Historical Social Research

45.4 - Violence Induced Mobility

Special Issue - Christoph Rass & Ismee Tames (Eds.): Negotiating the Aftermath of Violence Induced Mobility in the Wake of the Second World War. Rethinking Sources, Methods and Approaches from the Intersection of War and Migration Studies in the Digital Age.

The 20th century has been labelled a “century of refugees.” It has not only brought forth mass displacement of humans on an unprecedented scale, but also all those concepts and definitions by which the phenomenon is described, judged, and narrated, and the institutions, politics, and policies that it dealt with.
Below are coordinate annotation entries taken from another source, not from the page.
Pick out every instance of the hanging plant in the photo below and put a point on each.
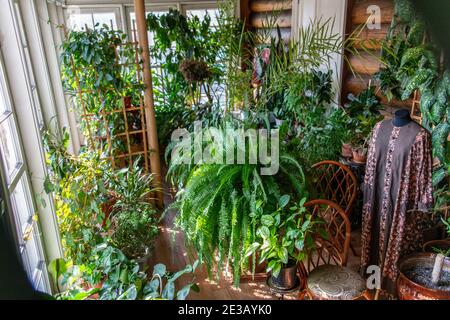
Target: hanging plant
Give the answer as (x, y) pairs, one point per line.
(410, 64)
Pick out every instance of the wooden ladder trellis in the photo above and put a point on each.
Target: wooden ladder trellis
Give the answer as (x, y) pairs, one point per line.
(125, 109)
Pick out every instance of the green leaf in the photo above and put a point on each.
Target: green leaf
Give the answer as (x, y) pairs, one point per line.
(276, 269)
(267, 220)
(283, 255)
(57, 268)
(48, 185)
(169, 291)
(264, 232)
(421, 77)
(251, 249)
(412, 55)
(159, 269)
(184, 292)
(85, 294)
(284, 200)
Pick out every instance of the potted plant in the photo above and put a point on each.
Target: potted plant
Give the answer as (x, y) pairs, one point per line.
(134, 217)
(364, 113)
(440, 246)
(416, 277)
(283, 240)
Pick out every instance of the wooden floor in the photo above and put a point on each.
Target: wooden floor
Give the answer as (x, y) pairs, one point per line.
(170, 249)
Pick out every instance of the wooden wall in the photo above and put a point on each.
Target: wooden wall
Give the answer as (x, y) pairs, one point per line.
(365, 65)
(260, 10)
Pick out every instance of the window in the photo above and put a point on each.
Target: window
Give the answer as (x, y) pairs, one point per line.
(132, 26)
(19, 191)
(78, 18)
(30, 75)
(201, 13)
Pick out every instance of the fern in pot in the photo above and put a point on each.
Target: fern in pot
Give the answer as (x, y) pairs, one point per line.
(283, 238)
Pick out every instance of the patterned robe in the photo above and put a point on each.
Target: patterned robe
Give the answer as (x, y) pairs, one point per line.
(397, 194)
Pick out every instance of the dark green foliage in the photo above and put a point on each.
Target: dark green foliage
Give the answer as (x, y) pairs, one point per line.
(112, 276)
(182, 45)
(134, 217)
(220, 205)
(411, 65)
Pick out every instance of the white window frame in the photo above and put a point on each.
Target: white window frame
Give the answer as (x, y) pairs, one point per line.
(16, 69)
(23, 233)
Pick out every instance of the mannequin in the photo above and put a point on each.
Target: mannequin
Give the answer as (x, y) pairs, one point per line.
(397, 194)
(401, 118)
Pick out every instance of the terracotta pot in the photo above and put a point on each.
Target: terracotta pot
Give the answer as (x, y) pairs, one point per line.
(359, 156)
(407, 289)
(346, 150)
(287, 278)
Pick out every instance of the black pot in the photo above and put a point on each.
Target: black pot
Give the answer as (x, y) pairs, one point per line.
(287, 278)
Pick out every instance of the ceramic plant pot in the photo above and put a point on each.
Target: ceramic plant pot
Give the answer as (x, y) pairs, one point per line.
(287, 278)
(414, 282)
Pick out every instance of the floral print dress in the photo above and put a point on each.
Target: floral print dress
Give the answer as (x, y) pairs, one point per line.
(397, 195)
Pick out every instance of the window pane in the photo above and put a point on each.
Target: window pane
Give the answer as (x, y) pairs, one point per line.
(107, 18)
(201, 13)
(8, 146)
(3, 105)
(31, 254)
(78, 21)
(20, 203)
(151, 39)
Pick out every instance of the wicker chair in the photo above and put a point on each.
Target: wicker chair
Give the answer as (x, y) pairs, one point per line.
(336, 182)
(324, 270)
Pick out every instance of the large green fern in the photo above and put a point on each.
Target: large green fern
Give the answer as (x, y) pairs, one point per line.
(220, 206)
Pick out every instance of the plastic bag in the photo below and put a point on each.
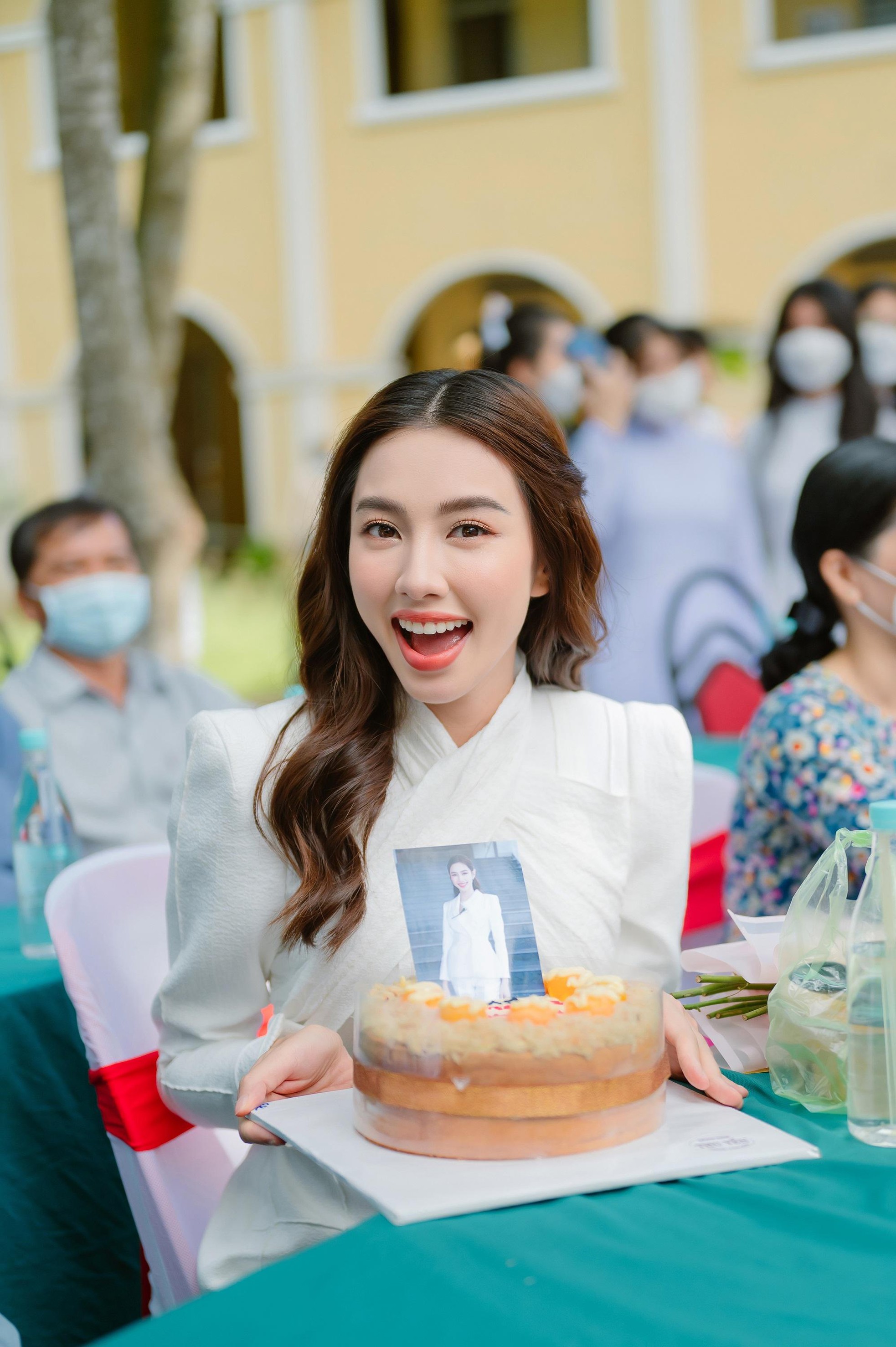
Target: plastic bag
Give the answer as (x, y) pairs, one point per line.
(806, 1050)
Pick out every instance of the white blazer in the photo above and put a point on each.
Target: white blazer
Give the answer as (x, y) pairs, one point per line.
(467, 950)
(597, 798)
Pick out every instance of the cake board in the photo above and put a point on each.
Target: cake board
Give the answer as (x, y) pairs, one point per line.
(698, 1137)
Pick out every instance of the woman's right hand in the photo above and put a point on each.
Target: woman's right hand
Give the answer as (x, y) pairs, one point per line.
(308, 1062)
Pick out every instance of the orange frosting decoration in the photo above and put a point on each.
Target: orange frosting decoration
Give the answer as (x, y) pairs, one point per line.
(423, 993)
(458, 1008)
(562, 982)
(591, 1000)
(533, 1011)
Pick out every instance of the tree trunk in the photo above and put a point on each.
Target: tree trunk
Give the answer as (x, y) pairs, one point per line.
(181, 106)
(126, 413)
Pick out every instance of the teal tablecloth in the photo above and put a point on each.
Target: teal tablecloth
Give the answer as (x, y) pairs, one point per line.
(719, 751)
(794, 1256)
(69, 1253)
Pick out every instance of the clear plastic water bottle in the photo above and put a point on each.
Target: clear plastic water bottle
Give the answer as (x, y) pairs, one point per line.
(871, 989)
(44, 842)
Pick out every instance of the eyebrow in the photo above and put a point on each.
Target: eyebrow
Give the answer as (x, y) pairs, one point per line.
(454, 507)
(463, 503)
(381, 503)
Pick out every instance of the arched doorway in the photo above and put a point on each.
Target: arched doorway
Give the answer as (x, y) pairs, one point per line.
(447, 332)
(206, 434)
(872, 262)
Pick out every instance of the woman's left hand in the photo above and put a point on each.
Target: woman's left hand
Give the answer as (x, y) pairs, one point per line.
(690, 1056)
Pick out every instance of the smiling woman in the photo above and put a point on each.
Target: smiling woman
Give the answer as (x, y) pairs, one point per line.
(447, 607)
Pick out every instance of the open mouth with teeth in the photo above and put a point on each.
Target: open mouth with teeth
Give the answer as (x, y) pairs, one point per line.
(432, 642)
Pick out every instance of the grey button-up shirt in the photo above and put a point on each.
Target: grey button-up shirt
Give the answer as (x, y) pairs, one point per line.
(118, 767)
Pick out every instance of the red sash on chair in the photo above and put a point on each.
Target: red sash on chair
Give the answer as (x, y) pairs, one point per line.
(131, 1105)
(705, 904)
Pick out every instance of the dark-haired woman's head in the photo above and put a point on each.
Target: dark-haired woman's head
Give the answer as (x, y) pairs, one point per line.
(653, 347)
(452, 533)
(816, 351)
(671, 365)
(876, 326)
(463, 873)
(845, 543)
(537, 356)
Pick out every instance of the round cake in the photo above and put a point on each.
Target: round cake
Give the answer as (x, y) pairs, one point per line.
(576, 1070)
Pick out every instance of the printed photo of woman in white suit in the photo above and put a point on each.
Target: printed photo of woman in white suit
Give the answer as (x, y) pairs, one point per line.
(475, 961)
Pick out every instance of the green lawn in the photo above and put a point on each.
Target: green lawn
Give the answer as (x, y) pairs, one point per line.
(250, 642)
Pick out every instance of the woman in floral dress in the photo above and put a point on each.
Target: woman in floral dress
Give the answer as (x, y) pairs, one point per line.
(822, 744)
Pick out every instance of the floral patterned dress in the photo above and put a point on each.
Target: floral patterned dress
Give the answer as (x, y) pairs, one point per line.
(814, 757)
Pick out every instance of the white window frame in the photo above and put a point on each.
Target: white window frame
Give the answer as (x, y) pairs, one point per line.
(376, 106)
(770, 53)
(231, 130)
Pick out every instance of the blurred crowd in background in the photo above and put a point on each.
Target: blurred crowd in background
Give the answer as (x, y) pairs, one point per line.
(479, 188)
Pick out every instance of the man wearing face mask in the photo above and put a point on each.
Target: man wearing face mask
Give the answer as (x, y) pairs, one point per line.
(115, 713)
(669, 503)
(819, 398)
(531, 345)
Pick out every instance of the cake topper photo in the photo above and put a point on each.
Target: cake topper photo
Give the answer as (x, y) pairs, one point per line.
(469, 920)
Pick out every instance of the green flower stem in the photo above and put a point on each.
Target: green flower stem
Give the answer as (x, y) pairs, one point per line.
(723, 1000)
(736, 1009)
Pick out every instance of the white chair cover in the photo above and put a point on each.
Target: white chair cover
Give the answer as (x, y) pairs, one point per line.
(715, 791)
(107, 920)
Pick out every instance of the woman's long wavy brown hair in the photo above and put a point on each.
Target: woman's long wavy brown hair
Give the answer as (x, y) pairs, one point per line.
(320, 798)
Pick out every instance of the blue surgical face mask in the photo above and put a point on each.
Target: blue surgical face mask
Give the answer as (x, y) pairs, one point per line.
(870, 612)
(95, 615)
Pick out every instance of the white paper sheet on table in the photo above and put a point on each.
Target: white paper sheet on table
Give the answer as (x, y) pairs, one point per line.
(698, 1137)
(742, 1043)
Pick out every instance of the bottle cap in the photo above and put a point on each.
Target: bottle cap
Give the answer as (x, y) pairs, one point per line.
(30, 740)
(883, 814)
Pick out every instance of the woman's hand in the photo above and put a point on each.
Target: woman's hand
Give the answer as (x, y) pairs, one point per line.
(609, 391)
(308, 1062)
(690, 1056)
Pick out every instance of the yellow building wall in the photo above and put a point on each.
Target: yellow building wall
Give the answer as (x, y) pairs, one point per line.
(571, 180)
(235, 247)
(788, 157)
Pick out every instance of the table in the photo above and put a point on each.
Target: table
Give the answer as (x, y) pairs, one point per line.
(791, 1256)
(69, 1252)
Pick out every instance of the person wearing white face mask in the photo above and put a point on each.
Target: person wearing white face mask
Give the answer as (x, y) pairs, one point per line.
(530, 344)
(822, 745)
(116, 715)
(819, 398)
(876, 328)
(670, 503)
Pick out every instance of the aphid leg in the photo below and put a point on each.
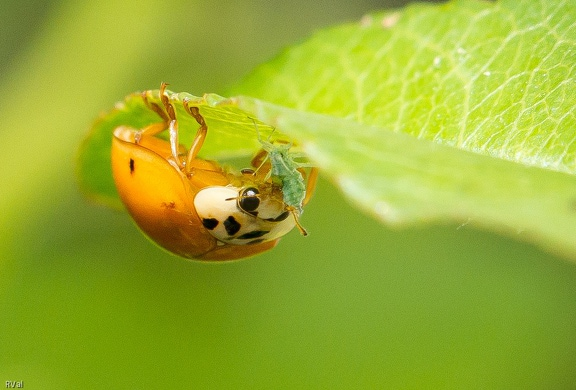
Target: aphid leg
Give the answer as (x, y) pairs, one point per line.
(200, 134)
(310, 185)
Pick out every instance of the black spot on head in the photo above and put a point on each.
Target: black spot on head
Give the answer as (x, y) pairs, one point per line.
(279, 218)
(231, 225)
(210, 223)
(253, 234)
(258, 241)
(248, 200)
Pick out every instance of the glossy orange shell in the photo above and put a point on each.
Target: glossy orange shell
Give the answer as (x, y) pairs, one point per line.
(160, 199)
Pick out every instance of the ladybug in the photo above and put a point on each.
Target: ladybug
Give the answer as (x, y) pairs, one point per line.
(193, 207)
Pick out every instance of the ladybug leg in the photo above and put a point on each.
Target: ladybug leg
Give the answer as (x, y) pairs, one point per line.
(200, 134)
(310, 185)
(167, 115)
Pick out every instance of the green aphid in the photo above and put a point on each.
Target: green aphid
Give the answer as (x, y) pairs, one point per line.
(284, 172)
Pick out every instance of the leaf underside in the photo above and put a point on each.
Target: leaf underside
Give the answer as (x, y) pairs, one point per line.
(461, 112)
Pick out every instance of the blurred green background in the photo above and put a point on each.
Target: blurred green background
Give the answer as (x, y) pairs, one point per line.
(87, 302)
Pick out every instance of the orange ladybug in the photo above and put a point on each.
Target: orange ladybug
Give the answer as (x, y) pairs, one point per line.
(193, 207)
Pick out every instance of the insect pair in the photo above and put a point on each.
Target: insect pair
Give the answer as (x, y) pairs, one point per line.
(194, 207)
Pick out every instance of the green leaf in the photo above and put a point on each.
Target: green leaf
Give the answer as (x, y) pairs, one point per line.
(461, 112)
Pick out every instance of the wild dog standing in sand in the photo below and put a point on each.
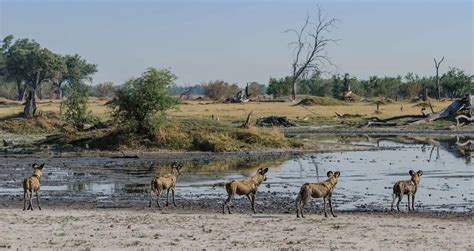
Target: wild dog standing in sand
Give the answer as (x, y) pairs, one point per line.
(317, 190)
(246, 187)
(166, 182)
(408, 187)
(32, 184)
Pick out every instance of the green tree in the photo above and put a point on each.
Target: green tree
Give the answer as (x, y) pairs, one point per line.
(31, 66)
(256, 89)
(76, 105)
(280, 87)
(77, 70)
(456, 83)
(220, 90)
(140, 99)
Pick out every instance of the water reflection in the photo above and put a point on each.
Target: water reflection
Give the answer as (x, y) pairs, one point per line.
(366, 178)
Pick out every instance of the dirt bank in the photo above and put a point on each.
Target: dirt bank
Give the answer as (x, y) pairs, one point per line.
(145, 229)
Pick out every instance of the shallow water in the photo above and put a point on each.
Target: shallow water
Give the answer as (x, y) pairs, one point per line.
(366, 178)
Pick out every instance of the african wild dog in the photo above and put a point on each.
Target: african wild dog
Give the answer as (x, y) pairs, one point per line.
(408, 187)
(168, 182)
(317, 190)
(32, 184)
(246, 187)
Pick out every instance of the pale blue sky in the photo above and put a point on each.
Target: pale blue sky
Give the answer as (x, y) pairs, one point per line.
(243, 41)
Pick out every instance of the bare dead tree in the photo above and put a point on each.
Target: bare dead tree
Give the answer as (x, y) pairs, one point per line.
(438, 86)
(310, 47)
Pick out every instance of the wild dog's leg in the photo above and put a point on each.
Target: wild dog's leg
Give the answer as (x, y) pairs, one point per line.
(330, 206)
(394, 197)
(151, 197)
(31, 200)
(37, 200)
(173, 191)
(253, 202)
(305, 201)
(398, 202)
(408, 205)
(24, 200)
(229, 200)
(250, 199)
(158, 193)
(324, 207)
(167, 196)
(226, 202)
(151, 192)
(297, 203)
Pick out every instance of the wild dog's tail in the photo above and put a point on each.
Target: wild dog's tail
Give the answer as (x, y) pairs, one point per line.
(397, 189)
(300, 195)
(220, 184)
(25, 185)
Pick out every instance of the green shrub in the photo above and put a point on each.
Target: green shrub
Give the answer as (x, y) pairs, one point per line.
(76, 106)
(142, 103)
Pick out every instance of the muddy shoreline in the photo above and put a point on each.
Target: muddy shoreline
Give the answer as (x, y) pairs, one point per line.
(150, 230)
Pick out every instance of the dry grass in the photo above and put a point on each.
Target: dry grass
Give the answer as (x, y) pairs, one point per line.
(288, 109)
(232, 112)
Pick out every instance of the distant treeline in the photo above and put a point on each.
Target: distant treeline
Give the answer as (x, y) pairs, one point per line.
(454, 83)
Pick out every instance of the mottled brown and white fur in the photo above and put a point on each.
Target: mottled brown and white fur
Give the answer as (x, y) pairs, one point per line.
(32, 185)
(166, 182)
(246, 187)
(408, 187)
(317, 190)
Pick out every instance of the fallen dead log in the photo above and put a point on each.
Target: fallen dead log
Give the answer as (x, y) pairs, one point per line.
(459, 117)
(397, 118)
(449, 111)
(377, 123)
(274, 121)
(124, 156)
(347, 115)
(247, 121)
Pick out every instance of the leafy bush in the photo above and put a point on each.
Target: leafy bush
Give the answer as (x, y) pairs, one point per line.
(141, 99)
(76, 106)
(220, 90)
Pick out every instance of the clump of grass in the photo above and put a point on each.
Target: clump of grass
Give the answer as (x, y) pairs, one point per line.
(41, 124)
(322, 101)
(188, 134)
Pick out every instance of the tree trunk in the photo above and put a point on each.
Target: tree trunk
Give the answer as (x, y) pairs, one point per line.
(30, 106)
(20, 91)
(438, 86)
(425, 93)
(40, 92)
(293, 92)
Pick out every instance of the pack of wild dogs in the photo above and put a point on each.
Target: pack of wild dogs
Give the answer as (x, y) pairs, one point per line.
(247, 187)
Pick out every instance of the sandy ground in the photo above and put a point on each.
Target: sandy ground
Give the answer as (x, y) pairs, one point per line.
(153, 229)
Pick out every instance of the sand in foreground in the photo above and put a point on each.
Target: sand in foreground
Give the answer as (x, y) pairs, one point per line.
(142, 229)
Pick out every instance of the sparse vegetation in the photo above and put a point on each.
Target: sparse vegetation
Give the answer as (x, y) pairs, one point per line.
(141, 104)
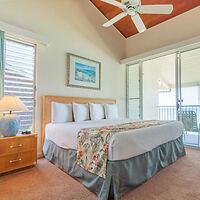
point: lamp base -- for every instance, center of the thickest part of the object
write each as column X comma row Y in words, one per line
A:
column 9, row 125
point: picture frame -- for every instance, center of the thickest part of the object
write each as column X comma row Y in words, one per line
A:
column 83, row 72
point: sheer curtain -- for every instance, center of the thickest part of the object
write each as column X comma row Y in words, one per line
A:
column 1, row 62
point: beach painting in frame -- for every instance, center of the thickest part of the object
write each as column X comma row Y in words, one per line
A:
column 83, row 72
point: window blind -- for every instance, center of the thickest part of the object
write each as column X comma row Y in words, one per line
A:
column 19, row 77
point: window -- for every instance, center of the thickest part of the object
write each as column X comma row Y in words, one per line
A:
column 19, row 77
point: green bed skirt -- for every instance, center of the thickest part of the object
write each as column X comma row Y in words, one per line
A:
column 122, row 176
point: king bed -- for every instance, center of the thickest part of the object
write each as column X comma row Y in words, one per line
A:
column 134, row 156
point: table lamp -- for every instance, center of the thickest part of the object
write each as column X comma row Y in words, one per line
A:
column 9, row 124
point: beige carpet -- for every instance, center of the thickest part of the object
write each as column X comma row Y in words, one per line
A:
column 179, row 181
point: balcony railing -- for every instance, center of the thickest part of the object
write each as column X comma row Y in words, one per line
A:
column 190, row 115
column 190, row 118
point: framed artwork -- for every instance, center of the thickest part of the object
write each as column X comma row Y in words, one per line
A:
column 83, row 72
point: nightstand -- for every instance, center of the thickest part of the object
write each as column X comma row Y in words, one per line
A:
column 18, row 152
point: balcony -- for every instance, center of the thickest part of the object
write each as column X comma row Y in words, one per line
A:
column 190, row 119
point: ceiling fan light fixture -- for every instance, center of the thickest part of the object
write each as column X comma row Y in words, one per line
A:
column 133, row 7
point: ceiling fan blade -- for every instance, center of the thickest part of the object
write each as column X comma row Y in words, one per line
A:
column 115, row 19
column 114, row 3
column 138, row 23
column 156, row 9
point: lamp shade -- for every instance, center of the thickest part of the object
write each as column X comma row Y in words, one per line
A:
column 12, row 104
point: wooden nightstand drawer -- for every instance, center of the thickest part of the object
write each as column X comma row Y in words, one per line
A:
column 16, row 145
column 18, row 152
column 18, row 160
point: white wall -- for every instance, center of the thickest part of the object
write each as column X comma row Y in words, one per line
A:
column 70, row 26
column 150, row 90
column 180, row 28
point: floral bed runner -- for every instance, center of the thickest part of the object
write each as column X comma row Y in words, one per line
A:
column 92, row 153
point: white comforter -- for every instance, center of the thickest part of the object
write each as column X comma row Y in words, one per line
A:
column 122, row 145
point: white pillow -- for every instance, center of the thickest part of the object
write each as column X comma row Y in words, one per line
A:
column 111, row 111
column 96, row 111
column 81, row 112
column 61, row 113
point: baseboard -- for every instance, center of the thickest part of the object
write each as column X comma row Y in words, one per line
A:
column 40, row 155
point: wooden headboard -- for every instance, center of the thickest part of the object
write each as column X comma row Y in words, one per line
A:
column 61, row 99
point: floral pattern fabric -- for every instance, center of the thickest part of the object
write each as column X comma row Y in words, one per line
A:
column 92, row 153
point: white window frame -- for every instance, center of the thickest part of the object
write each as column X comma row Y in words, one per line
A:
column 28, row 42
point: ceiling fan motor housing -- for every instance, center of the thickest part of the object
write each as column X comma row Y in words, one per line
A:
column 132, row 6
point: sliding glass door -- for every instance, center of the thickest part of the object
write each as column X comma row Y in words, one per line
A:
column 159, row 88
column 189, row 78
column 167, row 88
column 134, row 98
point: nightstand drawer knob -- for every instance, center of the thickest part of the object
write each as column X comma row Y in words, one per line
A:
column 19, row 145
column 13, row 161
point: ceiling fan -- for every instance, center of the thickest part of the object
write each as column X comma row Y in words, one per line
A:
column 133, row 7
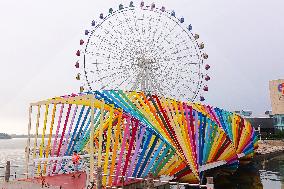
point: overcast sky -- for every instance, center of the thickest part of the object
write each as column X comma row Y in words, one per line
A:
column 243, row 38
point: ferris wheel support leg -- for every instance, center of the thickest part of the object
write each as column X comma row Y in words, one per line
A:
column 91, row 173
column 28, row 143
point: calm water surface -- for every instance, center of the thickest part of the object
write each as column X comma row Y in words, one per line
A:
column 266, row 175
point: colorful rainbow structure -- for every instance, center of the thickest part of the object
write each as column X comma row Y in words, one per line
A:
column 133, row 134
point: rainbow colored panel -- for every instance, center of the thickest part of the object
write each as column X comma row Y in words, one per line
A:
column 137, row 134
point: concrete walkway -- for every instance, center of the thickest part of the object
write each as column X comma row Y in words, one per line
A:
column 24, row 185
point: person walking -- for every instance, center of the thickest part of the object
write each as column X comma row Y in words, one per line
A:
column 75, row 160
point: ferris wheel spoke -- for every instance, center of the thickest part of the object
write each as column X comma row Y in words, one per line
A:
column 144, row 49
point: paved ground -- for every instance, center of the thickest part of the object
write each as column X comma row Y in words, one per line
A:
column 23, row 185
column 52, row 182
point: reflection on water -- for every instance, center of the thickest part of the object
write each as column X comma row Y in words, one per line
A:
column 263, row 175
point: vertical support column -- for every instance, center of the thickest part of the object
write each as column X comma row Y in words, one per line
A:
column 99, row 177
column 92, row 129
column 28, row 142
column 101, row 134
column 150, row 182
column 7, row 172
column 209, row 183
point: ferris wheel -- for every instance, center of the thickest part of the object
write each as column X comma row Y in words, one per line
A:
column 143, row 48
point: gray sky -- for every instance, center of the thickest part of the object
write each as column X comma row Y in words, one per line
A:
column 244, row 40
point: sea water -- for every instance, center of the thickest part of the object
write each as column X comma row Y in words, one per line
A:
column 266, row 174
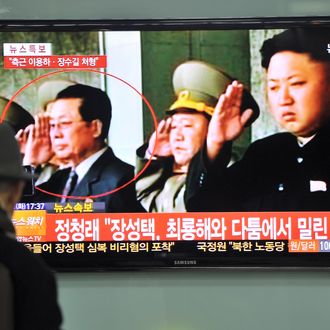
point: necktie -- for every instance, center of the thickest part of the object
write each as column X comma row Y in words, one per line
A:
column 70, row 185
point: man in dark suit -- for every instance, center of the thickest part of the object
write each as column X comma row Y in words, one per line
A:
column 286, row 171
column 34, row 302
column 76, row 132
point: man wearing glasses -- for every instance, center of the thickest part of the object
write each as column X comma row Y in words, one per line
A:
column 76, row 132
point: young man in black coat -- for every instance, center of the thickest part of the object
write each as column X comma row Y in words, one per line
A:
column 34, row 302
column 283, row 172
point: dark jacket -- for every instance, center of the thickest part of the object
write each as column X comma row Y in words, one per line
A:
column 35, row 293
column 105, row 175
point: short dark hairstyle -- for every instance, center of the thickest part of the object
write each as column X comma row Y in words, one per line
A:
column 95, row 104
column 313, row 41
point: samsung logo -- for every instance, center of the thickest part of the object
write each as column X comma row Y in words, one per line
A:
column 185, row 262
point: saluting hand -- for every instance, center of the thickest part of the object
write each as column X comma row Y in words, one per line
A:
column 227, row 122
column 38, row 149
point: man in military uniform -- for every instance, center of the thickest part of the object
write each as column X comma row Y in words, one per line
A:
column 286, row 171
column 179, row 137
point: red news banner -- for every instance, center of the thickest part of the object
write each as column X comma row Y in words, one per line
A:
column 309, row 228
column 55, row 61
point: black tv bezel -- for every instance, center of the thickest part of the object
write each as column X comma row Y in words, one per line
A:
column 303, row 261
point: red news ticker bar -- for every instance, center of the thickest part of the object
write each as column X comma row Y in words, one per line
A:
column 55, row 62
column 187, row 226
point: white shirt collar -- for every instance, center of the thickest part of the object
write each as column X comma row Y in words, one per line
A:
column 82, row 168
column 304, row 140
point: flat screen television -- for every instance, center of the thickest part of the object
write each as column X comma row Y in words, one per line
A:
column 133, row 62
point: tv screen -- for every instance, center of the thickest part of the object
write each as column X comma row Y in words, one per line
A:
column 171, row 143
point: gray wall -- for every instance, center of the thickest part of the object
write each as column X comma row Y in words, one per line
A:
column 186, row 300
This shaped our perception of “refugees,” “refugee-crisis,” and the “management” of both at the beginning of the 21st century.

The 20th century fused mass displacement, the collective and institutionalized – often international and state sponsored – responses, and the construction of concepts for describing and shaping its realities into an inseparable trinity. Three main perspectives in historical research become visible within the ever broadening field of research on the millions driven into emigration by pogroms and persecution after the First World War, the “refugee-crisis” after the Second World War, and the forced and violence-induced migration of people as a global phenomenon during and after the Cold War: One strand of literature focuses on institutions with their legal, political, organizational, and sometimes even cultural legacies. Another main field of research covers refugees’ experiences, often limiting itself to the dramatic phase when victims of forced migration are perceived as “displaced persons,” “refugees,” or “asylum seekers” respectively. Finally, historical migration research has very much focused on reconstructing flows of forced migrants and displaced persons as specific migration systems.

Inspired by the work of Peter Gatrell, this HSR Special Issue offers to merge these perspectives with regard to mass displacement after the Second World War and broaden the approach both methodologically and chronologically: The contributions in this volume focus on the how and with what consequences mass displacement was handled after the Second World War from a migration regimes perspective. Informed by reflexive migration studies, the authors follow victims of forced migration not only while they are being framed as “refugees” or “displaced persons” but also observe their paths into, in, and beyond those categories. Empirical studies are framed by papers discussing digital methods, archival sources, and analytical approaches drawn from neighboring research on migration and violence as well as migrants coping strategies.

Furthermore, this HSR issue contains a Mixed Issue.